Out of the corner of my eye I glimpsed a flicker of bright colors and movement as whoever it was entered my cell. Not Basripal, then. I turned my head and saw - it was a woman, but what a woman. She was dressed in next to nothing, and yet regal in some way I could not describe. When she walked, everything moved. No, she did not walk so much as undulate, and every man in sight had eyes only for her. That is not all they had for her, to my sudden amusement I recognized a very male reaction jutting from them as stiff as the spears they carried. Even I, a woman who has never had the desire to lie with a woman, even I felt a stirring of desire in my much abused flesh. The guards were so smitten they forgot their duties in Her presence. Not for nothing had I served these last few years in Her temple. This was Ishtar Herself.

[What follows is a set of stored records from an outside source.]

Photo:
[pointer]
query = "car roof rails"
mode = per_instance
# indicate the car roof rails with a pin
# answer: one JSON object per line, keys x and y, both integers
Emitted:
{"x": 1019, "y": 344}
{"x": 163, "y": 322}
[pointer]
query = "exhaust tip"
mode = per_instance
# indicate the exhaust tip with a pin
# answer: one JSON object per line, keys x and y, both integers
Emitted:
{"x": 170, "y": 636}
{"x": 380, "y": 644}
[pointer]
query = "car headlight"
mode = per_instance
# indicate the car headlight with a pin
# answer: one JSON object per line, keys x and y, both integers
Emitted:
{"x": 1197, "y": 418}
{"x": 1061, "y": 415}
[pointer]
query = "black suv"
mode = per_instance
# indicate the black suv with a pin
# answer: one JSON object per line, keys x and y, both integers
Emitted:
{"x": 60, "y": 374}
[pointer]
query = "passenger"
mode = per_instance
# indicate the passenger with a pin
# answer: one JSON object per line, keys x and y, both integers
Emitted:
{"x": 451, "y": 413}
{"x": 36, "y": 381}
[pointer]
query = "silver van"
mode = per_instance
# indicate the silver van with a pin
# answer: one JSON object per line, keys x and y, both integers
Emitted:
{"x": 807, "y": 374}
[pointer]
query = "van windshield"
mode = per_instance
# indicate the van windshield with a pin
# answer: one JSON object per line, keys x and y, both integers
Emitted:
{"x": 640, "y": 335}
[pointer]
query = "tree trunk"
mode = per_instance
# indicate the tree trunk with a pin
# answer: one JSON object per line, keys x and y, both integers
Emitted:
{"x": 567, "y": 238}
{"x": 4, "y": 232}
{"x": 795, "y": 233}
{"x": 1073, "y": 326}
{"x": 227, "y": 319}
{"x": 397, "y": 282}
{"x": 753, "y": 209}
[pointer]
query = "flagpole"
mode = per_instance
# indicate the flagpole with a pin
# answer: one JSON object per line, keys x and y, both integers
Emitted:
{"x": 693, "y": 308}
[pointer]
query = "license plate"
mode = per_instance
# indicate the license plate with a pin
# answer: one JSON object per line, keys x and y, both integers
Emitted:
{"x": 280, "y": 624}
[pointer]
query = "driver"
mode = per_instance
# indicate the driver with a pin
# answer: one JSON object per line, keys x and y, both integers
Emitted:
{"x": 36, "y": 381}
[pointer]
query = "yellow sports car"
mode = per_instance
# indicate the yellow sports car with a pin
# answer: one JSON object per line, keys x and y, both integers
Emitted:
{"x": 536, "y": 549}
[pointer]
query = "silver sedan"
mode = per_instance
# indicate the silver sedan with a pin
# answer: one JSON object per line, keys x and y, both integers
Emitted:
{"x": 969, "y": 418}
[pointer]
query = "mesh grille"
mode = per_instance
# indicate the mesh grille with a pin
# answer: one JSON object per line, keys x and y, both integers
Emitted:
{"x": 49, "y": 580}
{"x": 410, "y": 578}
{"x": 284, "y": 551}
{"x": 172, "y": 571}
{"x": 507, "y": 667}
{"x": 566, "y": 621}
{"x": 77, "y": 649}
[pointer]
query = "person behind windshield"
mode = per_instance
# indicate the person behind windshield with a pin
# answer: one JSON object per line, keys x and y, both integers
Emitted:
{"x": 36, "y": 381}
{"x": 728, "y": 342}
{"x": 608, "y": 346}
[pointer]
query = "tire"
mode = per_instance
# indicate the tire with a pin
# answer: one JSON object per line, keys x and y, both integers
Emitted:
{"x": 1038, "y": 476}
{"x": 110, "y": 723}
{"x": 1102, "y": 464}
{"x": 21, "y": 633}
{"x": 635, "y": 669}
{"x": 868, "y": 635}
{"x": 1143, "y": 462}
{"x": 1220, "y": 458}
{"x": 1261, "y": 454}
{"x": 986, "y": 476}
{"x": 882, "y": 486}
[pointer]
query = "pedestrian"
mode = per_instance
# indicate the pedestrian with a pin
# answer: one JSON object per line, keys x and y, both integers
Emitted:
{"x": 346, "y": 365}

My first thought was surprise that She had come here. I thought this place must be consecrated to Marduk. And if it was, for Her to be in this place of His was no small thing. Balances were upset by far lesser incursions than this. It must be serious indeed for Her to be here. And the consequences for Them beyond measure.

Her eyes were drawn to mine as if She heard my every thought. She nodded once, then Her gaze swept over the rest of me and the mess I had become - hair burned and torn, bloody patches on my sides and legs, bones at odd angles, crusted sores covering my body, dried blood streaking my legs. If Her presence here was no small thing, what then of mine, Her servant, and treated so?